僕が地元の学校に入学したのと同時期にその学校に赴任してきた教師が、僕のクラスの担任となった。
そしてその担任こそが、今目の前にいる集団と同じ平和主義者だったわけだ。
そこからの中学時代は地獄といってもいいものだった。あらかさまな差別、いじめ。
ただのいじめでも一昔前までは自殺だ何だと話題になっていた代物だ。それを、教師が率先して行う。

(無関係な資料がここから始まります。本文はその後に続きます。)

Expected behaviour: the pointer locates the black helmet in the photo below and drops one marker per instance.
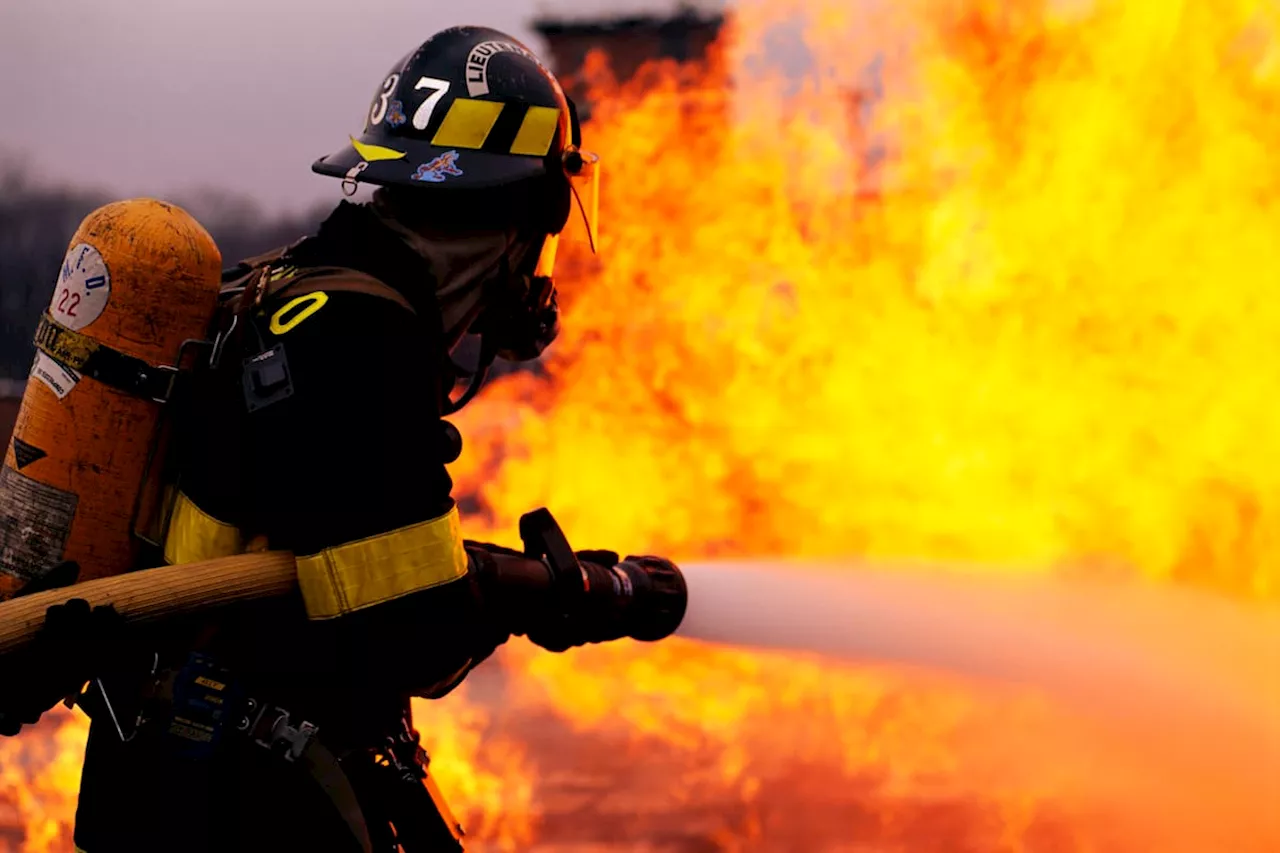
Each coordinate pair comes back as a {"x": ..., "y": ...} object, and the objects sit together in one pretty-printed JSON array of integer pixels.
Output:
[{"x": 471, "y": 109}]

学校で、生徒を指導する立場の人間が、彼らの模範となるべき人間が、その模範となるべきことを行う。
クラスメイトはそれを見てどう判断したのか。
答えは単純。先生の教えには従うものだ。
具体的に何をされたかについては、今はあえて言うまい。
ただ、僕が何を言ったかを考えれば。それはある程度の予測はつけられるだろうが。
「と、言うわけで。3年ほどあいつらにしこたまつき合わされましたから、あいつらの考えはそれはもうしっかりと刷り込まれているわけです」
「……それは、」
「貴方は大丈夫だったの?」
「まあ、大丈夫じゃなかったですね。何度か自殺も考えましたし。結局、僕は耐えきれなくて、必死になって頼み込んでやめてもらったわけですけど」
「「………」」
大矢さんたちは言葉も出ないらしい。
まあ、過ぎたことに何を言われてもぼく自身困るのだけど。
「ミコトさんが引きこもったのは結果的によかったですね。あいつらと個人的な対話とかしても意味がないですから。ミオリさんたちに任せるしかありません」
僕はそんな二人にそう言った。
『魔女はこうなったせきにんをとれー!』
そして、基地の外からはそんなことをのたまっていた。